Chang, Dong YeongJeong, SujongPark, Chang-EuiPark, HoonyoungShin, JaewonBae, YeonPark, HayoungPark, Chan Ryul
Issue Date
Elsevier BV
Agricultural and Forest Meteorology, v.348
In March 2022, three weeks earlier than the usual forest fire season, a wildfire of unprecedented scale broke out in South Korea, spreading rapidly over a large forest area and burning 22,477 hectares in two weeks. This event was likely related to climate change; however, the relevance of climate change in the occurrence of such large fire events is not yet clearly understood. In this study, we assessed how climate change affects the regional climate and the extent to which it enhances the potential risk of wildfires based on the analysis of long-term meteorological observation data from 1923 to 2022 and the calculation of fire weather indices (FWIs). Results showed that the climate regime has shifted from cold and wet to warm and dry winters, with this shift involving a 4 degree celsius increase in temperature, an 8 % decrease in relative humidity, and a 17 mm decrease in precipitation. Dry winter weather has become increasingly severe, resulting in extreme drought in winter 2021 and early spring 2022, with the FWI calculations revealing great potential dangers from fires. However, no major fires were reported in 2021, which is attributable to a reduction in accidental ignition sources owing to the restrictions on human activity caused by the COVID-19 pandemic.

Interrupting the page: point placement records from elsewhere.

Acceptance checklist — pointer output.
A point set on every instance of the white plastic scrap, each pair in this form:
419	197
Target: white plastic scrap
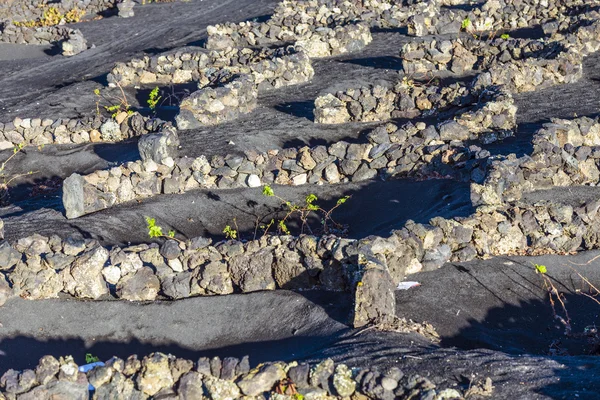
407	285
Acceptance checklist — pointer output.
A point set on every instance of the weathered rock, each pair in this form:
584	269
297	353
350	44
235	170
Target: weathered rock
141	285
262	380
159	146
84	277
155	374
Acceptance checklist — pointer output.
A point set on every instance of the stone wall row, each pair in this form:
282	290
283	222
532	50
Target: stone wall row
162	376
481	110
37	131
565	153
270	68
388	151
298	20
30	10
70	40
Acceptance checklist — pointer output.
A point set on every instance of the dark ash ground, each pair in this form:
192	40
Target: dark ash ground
493	315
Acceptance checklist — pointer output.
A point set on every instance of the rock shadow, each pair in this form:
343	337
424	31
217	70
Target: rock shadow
300	109
383	62
530	325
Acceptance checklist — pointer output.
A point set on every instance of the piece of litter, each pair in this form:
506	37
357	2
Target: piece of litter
407	285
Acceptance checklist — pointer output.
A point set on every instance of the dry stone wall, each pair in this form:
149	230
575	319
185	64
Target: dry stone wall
270	68
213	105
565	153
160	376
389	151
30	10
71	40
37	131
487	110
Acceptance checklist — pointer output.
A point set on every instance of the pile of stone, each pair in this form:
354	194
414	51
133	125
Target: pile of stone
226	100
37	131
270	68
162	376
31	10
298	19
465	54
496	15
71	40
325	42
39	267
482	110
565	153
389	151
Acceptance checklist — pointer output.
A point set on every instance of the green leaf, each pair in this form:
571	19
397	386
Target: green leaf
229	232
153	230
466	23
540	269
284	227
267	191
89	358
153	98
342	200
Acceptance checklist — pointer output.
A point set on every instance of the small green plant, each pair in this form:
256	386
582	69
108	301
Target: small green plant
303	211
5	180
540	269
153	98
114	105
230	233
90	358
155	231
466	24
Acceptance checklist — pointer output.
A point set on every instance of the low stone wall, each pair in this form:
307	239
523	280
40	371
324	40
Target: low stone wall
213	105
270	68
388	151
71	40
30	10
296	20
496	15
466	54
37	131
39	267
493	110
326	42
565	153
159	376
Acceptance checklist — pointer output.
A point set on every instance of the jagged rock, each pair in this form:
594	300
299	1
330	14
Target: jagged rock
262	380
75	44
159	146
141	285
252	272
220	389
155	374
8	256
374	297
84	277
126	8
190	386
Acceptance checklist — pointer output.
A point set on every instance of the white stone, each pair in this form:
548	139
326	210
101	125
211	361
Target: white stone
112	274
300	179
253	180
176	265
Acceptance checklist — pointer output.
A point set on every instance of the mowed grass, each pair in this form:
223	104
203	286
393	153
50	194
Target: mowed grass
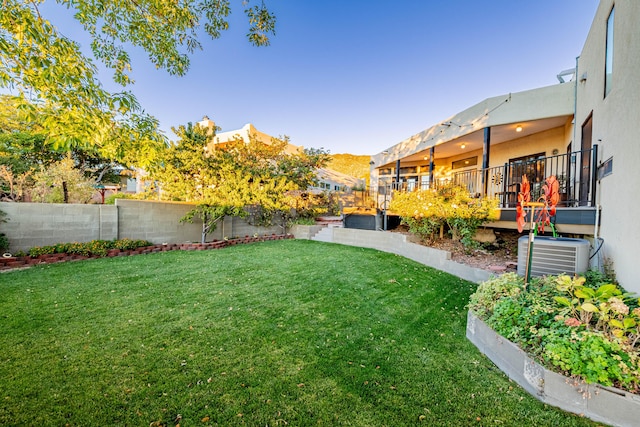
279	333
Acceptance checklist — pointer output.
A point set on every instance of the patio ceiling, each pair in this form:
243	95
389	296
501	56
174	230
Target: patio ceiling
499	134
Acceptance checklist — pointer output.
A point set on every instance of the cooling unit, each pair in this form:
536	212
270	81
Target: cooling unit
554	255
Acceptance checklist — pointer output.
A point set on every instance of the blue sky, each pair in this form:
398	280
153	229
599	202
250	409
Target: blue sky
360	76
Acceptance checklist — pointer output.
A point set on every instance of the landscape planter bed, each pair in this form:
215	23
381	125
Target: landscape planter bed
9	263
602	404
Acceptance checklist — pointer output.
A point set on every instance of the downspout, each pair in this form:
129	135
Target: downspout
575	103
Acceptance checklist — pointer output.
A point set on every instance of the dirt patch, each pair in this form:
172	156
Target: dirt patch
499	256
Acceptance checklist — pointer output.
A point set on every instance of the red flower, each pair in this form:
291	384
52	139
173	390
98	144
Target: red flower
524	196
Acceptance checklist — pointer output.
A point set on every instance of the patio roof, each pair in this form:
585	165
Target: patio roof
534	110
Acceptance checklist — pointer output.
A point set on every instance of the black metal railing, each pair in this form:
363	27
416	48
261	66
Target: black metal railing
575	171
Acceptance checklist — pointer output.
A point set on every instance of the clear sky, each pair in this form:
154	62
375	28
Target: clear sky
358	76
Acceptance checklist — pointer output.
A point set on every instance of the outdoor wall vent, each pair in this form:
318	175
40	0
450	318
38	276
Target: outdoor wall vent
553	256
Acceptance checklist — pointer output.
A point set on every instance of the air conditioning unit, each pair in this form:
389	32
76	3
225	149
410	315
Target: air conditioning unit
554	255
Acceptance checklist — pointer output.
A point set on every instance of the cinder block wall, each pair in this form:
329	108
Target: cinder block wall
40	224
157	222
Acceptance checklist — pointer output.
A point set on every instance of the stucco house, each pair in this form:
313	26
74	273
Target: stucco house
583	130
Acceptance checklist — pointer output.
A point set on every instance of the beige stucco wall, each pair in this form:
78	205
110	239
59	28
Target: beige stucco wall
615	130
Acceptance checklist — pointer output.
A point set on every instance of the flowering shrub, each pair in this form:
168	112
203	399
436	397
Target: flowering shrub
426	211
94	247
582	328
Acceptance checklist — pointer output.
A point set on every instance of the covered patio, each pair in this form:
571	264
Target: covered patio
490	146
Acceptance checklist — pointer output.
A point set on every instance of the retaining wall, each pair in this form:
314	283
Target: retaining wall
398	244
41	224
38	224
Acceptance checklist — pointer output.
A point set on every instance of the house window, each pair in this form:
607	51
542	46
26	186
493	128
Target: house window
471	161
608	71
408	170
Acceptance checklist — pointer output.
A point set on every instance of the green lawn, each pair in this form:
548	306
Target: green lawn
270	334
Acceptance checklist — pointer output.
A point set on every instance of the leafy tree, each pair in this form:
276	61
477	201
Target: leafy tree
62	183
235	178
54	84
24	150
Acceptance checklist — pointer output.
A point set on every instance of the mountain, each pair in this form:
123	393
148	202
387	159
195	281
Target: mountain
350	164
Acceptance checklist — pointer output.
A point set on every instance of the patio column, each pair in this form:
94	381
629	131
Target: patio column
486	149
432	155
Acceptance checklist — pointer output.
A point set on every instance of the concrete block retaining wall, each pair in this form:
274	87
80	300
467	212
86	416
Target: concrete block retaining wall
43	224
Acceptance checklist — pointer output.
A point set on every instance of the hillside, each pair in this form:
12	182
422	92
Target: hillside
351	164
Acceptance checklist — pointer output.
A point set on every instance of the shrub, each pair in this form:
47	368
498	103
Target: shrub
426	211
94	247
483	301
585	330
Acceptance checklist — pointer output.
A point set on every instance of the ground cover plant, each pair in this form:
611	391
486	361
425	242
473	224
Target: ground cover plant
583	327
277	333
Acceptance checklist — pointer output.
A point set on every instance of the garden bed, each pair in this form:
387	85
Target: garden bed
603	404
11	262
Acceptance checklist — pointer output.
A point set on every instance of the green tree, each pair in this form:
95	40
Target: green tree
235	178
60	182
54	84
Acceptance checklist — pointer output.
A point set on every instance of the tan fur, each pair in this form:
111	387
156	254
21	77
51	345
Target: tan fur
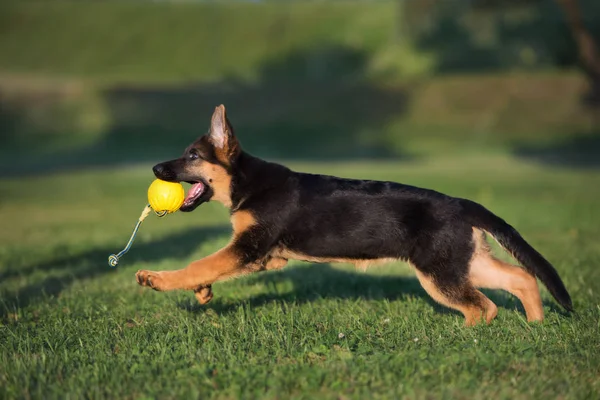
242	221
220	181
488	272
361	264
487	310
222	137
220	265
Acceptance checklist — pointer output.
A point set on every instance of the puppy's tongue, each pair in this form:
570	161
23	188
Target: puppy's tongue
195	191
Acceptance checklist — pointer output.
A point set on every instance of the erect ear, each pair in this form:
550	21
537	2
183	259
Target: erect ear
221	135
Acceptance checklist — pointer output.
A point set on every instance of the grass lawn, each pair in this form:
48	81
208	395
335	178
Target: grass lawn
70	325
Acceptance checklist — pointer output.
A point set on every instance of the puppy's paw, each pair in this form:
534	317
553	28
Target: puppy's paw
150	279
203	294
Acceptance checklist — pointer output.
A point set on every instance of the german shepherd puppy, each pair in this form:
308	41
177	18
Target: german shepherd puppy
278	214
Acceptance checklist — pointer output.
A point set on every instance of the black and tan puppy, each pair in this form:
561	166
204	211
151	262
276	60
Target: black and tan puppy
278	214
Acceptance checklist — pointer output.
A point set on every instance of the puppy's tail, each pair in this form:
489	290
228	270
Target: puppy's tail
508	237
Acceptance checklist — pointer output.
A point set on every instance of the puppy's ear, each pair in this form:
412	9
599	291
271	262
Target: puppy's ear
222	136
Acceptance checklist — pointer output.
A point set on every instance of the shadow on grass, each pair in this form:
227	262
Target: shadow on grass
321	281
63	271
580	151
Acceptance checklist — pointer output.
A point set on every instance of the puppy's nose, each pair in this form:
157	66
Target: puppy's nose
159	170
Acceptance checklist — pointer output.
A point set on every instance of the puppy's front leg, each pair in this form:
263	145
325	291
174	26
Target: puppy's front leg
223	264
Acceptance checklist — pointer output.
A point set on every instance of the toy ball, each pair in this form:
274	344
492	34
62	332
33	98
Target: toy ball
165	196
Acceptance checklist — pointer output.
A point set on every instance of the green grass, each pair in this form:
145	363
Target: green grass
72	328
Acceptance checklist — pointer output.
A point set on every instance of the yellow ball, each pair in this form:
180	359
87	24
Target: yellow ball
165	196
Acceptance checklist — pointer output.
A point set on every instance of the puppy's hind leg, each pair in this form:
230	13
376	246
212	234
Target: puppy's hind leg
473	304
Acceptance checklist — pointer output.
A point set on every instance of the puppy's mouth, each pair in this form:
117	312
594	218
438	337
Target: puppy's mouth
196	195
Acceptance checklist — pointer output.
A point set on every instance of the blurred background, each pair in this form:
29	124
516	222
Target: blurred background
95	83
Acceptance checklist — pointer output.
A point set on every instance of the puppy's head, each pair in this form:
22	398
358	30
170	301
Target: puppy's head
206	164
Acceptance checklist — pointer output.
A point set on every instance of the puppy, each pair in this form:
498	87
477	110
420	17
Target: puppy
278	214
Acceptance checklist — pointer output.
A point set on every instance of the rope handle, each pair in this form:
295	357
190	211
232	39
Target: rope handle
113	259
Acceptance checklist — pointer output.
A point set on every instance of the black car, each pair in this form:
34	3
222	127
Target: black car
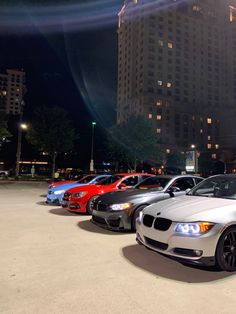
119	210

This demonstrates the importance of managing artificial ignition. The 2022 wildfires produced substantial quantities of ultrafine aerosols, which consisted mainly of particles smaller than 1.0 mu m. These particles have raised the level of air pollution by more than 20 times compared to before the fires. The CO concentrations were also found to be 4 to 12 times higher than the typical local background concentrations. This study highlights that climate change may make forests more vulnerable to fire in temperate and mid-latitude monsoon-affected regions, where large-scale wildfires were not previously a concern.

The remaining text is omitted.